Sugeruję jeszcze raz, UWAŻNIE, obejrzeć Mrocznego Rycerza.
Musze dorzucic jeszcze 2 rzeczy do tego tekstu (specjlanie po to zalozylem tu konto ; D )
dla mnie najwiekszy lol to bylo, ze:
1. Bruce byl w stanie wyleczyc sobie kregoslup w tym dole. a nadwyrezal go sobie (a powinen sobie zerwac tak naprawde) jak nie udawaly mu sie skoki przez przepasc 2 krotnie
2. nie byl w stanie przeskoczyc przepasci z lina, ale przeskoczyl ja z gora prowiantu (kilka konserw) (moze lina byla troche ciezsza ale i tak wtf).
3. jak jedzie Miranda ta ciezarowka to raz jest kierowca raz ona prowadzi raz znowu jest kierowca raz ona sama. i ten kierowca 2 razy zginal tam z tego co pamietam.
zgadzam sie ogolnie z calym Twoim tekstem, ale film mi sie mimo wszystko podobal ;d (ale nie ma szans przy poprzednich)
1.wyleczyl sobie kregoslup używając liny jako wyciągu -jest całkiem sensowne ,w rehabilitacji sotsuje się takie metody ,oczywiście tutaj była metoda dość prymitywna.pracuje jako fizjoterapeuta i mogę założyć,że jest to możliwe....zresztą poprzez pompki,podciąganie na drążku i robienie brzuszków wzmocnił sobie mięśnie,gorset mięśniowy(
"Gorset mięśniowy" -jest to popularnie używana nazwa na mięśnie utrzymujące kręgosłup.)więc jest to forma rehabilitacji ,więc nie jest to nielogiczne!!
2.hola hola z jaką górą prowiantu,wziął ze sobą chyba termos i coś jeszcze -coś niewielkiego-przełożył przez głowę i żeby mu nie przeszkadzało,zreszta chodziło tutaj o to ,że poczucie strachu wzmocni w nim siłę woli i zmotywuje go bardziej do pokonania przeszkody ,myślę ,że w życiu jest podobnie ...

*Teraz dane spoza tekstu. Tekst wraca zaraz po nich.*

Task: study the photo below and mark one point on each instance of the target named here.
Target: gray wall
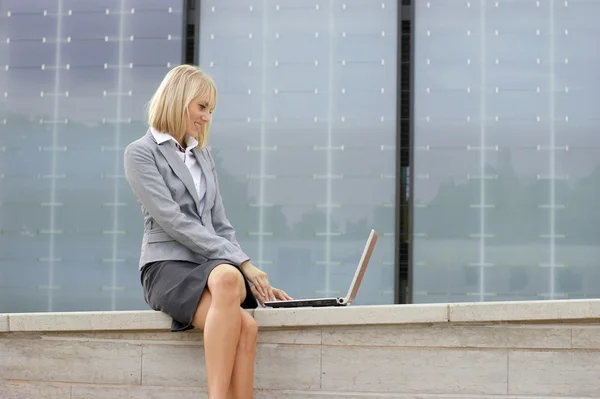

3.coś Ci się pomyliło ,przejmuje kierownice w momencie gdy jej kierowca zostaje zabity .:)
Niektórzy zbyt dosłownie biorą do siebie tego rodzaju produkcje .Chyba TDK jest lepszy ,może dlatego że oponent Batmana Joker jest po prostu inteligentniejszy i bardziej interesujący:)
Cholera, narobiłeś mi smaka na film tą listą :) Jeśli jest choć odrobinę niespójny jak Incepcja i płaski jak TDK, to chętnie obejrzę, choćby po to, by pośmiać się z kolejnych debilizmów z pod szpachli firmy "Nolan & Nolan Sp. z zajebiście ograniczoną odpowiedzialnością."

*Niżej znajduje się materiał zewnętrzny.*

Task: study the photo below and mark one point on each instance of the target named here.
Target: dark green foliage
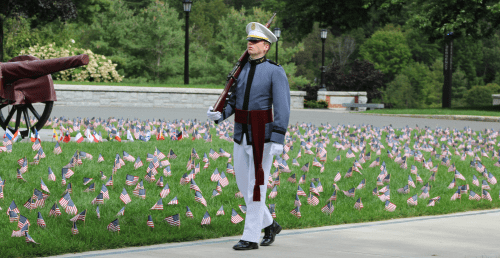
(481, 95)
(362, 76)
(311, 92)
(315, 104)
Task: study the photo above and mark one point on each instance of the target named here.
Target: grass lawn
(57, 238)
(465, 111)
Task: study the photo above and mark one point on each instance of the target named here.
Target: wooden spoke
(33, 110)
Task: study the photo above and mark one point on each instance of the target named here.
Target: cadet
(261, 90)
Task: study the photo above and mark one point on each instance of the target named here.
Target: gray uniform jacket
(261, 85)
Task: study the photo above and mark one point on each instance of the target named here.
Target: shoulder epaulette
(272, 62)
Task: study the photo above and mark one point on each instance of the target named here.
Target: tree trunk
(447, 70)
(1, 39)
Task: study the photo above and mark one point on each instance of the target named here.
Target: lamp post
(277, 33)
(447, 70)
(187, 9)
(323, 38)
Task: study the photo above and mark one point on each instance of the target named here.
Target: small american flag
(350, 192)
(131, 180)
(213, 154)
(121, 212)
(91, 188)
(51, 177)
(272, 210)
(458, 175)
(296, 212)
(485, 185)
(28, 238)
(220, 212)
(474, 196)
(189, 214)
(215, 176)
(274, 193)
(74, 229)
(235, 217)
(424, 194)
(173, 201)
(328, 208)
(71, 208)
(215, 193)
(300, 191)
(125, 197)
(99, 199)
(150, 222)
(40, 221)
(158, 205)
(404, 190)
(174, 220)
(456, 195)
(199, 198)
(42, 185)
(80, 216)
(412, 201)
(223, 180)
(138, 163)
(491, 179)
(114, 225)
(337, 177)
(389, 206)
(167, 171)
(57, 149)
(312, 200)
(206, 219)
(54, 211)
(165, 191)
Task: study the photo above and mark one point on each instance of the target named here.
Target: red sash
(258, 120)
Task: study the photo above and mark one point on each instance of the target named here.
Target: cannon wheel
(40, 111)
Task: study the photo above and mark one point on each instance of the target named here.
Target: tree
(477, 19)
(362, 77)
(342, 49)
(44, 10)
(388, 50)
(299, 17)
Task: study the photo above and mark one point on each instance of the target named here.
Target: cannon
(27, 89)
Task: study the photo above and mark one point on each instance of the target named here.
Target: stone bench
(363, 105)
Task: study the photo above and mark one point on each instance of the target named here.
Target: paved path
(468, 234)
(298, 115)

pytanie do tych, którzy uwazają, że ten film jest arcydzielem : czy kiedykolwiek widzieliście jakąkolwiek produkcje almodovara, von triera, zanussiego, polanskiego, lyncha, cvzy chociaz kojarzycie te nazwiska ? nie chce nikogo obrazic. kazdy ma prawo do swojego zdania. chce tylko wiedziec czy warto dalej sie udzielac w tym temacie. osobiste zdanie : zalozyciel tego tematu ma racje wymieniajac dziury w scenariuszu tego filmiku. dodaje jednak ze to fajna rozrywka
problem w tym że te "dziury" to w większości nawet nie "dziurki" - ot przyczepić się do tego na czym się "nie znam" lub czego "nie zauważyłem"
choćby punkt
8 - autor pomylił dwie sceny kiedy Gordon wchodzi do kanału i kiedy jest napad na giełdę - nie są połączone
14 - autor tematu nie zauważył półeczek z ujęć z dołu tylko dlatego że nie pod każdym kątem czyli nie w każdym ujęciu były widoczne
17 policjantów padło więcej ale kolega widział dwóch
itd
film nie musi się podobać, film może nawet wydawać się nie logiczny bo skoro tacy widzowie jak autor odrzuca połowę wyjaśnień i możliwości rozwiązań danego wątku - stwierdzając "głupie", "nie możliwe" "nie logiczne" tylko dlatego ze o połowie rzeczy nigdy nie słyszał, nie jest w stanie zrozumieć zachowań bohaterów bo jako widz ma większą wiedzę i nie jest wstanie sobie wyobrazić jak to jest nie wiedzieć czegoś - np. wszyscy zastanawiają się dlaczego kocica zdradziła Batmana a potem mu pomagała - a odpowiedź jest prosta
w zasadzie nasuwa mi się jedna myśl - Nolan przecenił swoich widzów, zmęczyli się jego zabawą w podsuwanie szczegółów, skrótów, jest ich za dużo, widzowie nie potrafią ich zebrać w całość - chcą więcej rozrywki a nie zagadek, łamigłówek
i może to jest największa wpadka Nolana
To samo ma się do zarzutu, że większość akcji i zakończenie przebiegają w Gotham za dnia. Wystarczy odwołać się do sceny pierwszej potyczki Batmana z Banem: Bate stwierdza, że światło zobaczył dopiero, gdy był mężczyzną, a i wówczas tylko go oślepiało (to przenośnia oczywiście). Nolan przeniósł to na finalny pojedynek, bo Batman stał się symbolem wyjścia miasta z mroku. Gotham przeżyło także swoje "Rises".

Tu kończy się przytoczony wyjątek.